Cisco to Acquire Viptela

Financial Information*

  • Enterprise Value: $610 million
  • EV/LTM Revenue: N/A
  • EV/LTM EBITDA: N/A

Transaction Facts

  • Cisco Systems (Nasdaq: CSCO) announced yesterday its intent to acquire Viptela Inc., a San Jose-based startup developing software-defined wide area network (SD-WAN) technology, which enables businesses to improve access between their corporate data centers and branches.
  • Cisco will acquire Viptela for $610 million in cash and assumed equity awards.
  • Viptela raised $108 million in venture funding, and according to PitchBook, was valued at $900 million by its investors last year.
  • Pending regulatory proceedings, the deal is expected to close in the second half of 2017.

Adapting to a Changing Landscape

  • M&A Mastery: With nearly 200 deals under its belt since its founding and over 20 since 2015 alone, Cisco has developed an acquired taste for strategic buys.
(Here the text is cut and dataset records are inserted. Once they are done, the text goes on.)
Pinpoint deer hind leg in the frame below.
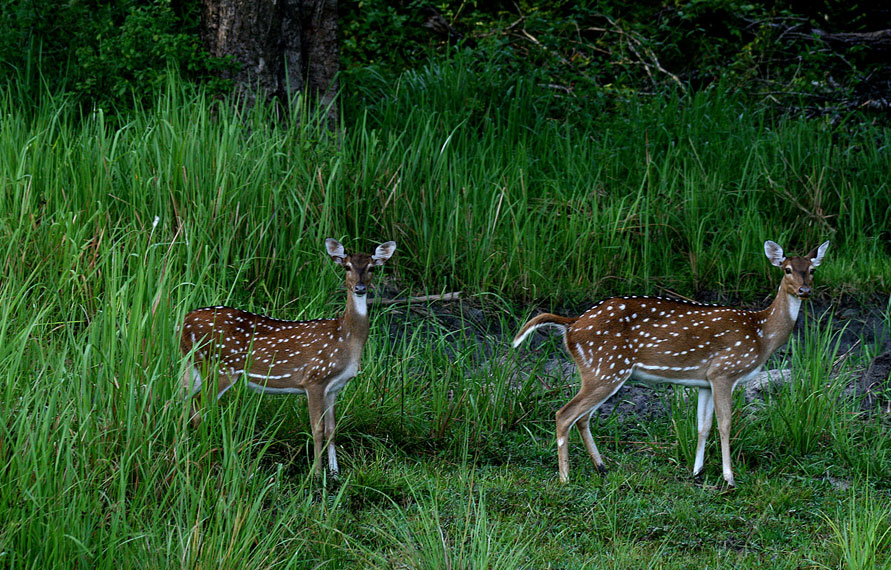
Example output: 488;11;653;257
576;411;606;474
711;378;735;487
325;392;340;477
557;371;630;483
693;388;715;479
306;385;326;475
180;365;201;427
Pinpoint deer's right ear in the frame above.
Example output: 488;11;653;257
325;238;346;265
371;241;396;265
764;240;786;267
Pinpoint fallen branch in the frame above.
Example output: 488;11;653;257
370;291;461;305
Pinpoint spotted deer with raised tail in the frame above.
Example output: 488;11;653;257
513;241;829;487
180;238;396;475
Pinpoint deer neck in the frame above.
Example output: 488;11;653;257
760;284;801;354
340;291;368;352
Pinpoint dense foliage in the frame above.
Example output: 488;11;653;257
0;0;891;115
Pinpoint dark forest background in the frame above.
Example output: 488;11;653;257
0;0;891;121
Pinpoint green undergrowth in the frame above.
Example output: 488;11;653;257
0;70;891;569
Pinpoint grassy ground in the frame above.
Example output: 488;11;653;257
0;62;891;568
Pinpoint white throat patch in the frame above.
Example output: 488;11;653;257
789;295;801;322
353;295;368;317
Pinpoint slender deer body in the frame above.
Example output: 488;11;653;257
513;241;829;486
180;238;396;474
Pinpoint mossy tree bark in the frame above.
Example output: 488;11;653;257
201;0;339;119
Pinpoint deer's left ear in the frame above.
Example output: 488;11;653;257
371;241;396;265
807;240;829;267
325;238;346;265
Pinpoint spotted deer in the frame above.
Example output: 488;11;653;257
180;238;396;475
513;241;829;487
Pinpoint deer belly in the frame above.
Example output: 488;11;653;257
630;364;711;388
247;374;306;394
325;364;359;396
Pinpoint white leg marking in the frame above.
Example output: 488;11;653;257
186;366;201;398
693;388;715;475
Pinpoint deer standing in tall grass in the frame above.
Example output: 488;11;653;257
180;238;396;475
513;241;829;487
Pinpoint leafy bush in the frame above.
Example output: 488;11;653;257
0;0;228;108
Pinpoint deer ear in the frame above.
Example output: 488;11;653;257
807;240;829;267
325;238;346;265
371;241;396;265
764;240;786;267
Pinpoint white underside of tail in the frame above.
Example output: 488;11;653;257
514;323;566;348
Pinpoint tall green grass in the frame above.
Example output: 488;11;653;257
0;60;891;568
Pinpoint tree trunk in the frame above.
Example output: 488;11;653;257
201;0;339;119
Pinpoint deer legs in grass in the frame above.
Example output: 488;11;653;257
513;241;829;486
180;238;396;474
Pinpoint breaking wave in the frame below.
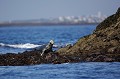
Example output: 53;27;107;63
0;43;59;49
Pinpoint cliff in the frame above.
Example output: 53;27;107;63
57;8;120;62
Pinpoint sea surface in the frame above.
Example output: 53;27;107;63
0;25;96;53
0;25;120;79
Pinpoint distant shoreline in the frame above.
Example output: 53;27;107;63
0;23;99;27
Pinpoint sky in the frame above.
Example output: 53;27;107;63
0;0;120;21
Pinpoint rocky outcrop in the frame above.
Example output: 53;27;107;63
0;8;120;66
57;8;120;62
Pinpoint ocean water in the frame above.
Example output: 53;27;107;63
0;25;120;79
0;25;96;53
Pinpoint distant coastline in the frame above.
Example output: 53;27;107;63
0;22;99;27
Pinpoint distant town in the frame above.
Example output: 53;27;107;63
0;12;107;26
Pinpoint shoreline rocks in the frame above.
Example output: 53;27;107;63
0;8;120;66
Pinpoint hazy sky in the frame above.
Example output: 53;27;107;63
0;0;120;21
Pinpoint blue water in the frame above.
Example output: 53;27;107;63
0;25;120;79
0;62;120;79
0;25;96;53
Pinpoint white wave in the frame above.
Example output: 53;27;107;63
0;43;60;49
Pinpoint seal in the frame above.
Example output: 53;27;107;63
41;40;54;56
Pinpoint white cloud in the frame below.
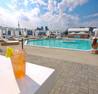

Viptela marks its second purchase of 2017, following its eleventh hour purchase of business software company AppDynamics for $3.7 billion.
  • Rocky Road: While Viptela’s advanced software gave it a near-unicorn valuation, the realities of intense competition from startups like Aryaka, CloudGenix, and Cisco-backed VeloCloud, in addition to internal company difficulties, made a quick sale the most appealing path forward.
  • Shift to Software: Cisco’s penchant for identifying and integrating valuable targets exemplifies today’s trend of larger companies turning to M&A to remain competitive. As the largest networking company in the world, Cisco is positioned favorably to invest in multiple growing technologies, from cloud to Internet of Things. As competitors struggle to differentiate themselves through hardware performance, Cisco is pressing into rapidly changing, newer industries.
  • Deepening Integration: This transaction is a homecoming of sorts — Viptela’s founders include former Cisco engineers. Post deal, a majority of Viptela’s nearly 120 employees will join Cisco.
  • Another Entrance: As larger players continue to fight for a bigger share of the cloud market, smaller startups and hardware-based companies risk being edged out. This acquisition provides Cisco yet another entrance into the lucrative market, allowing the company access to new customers.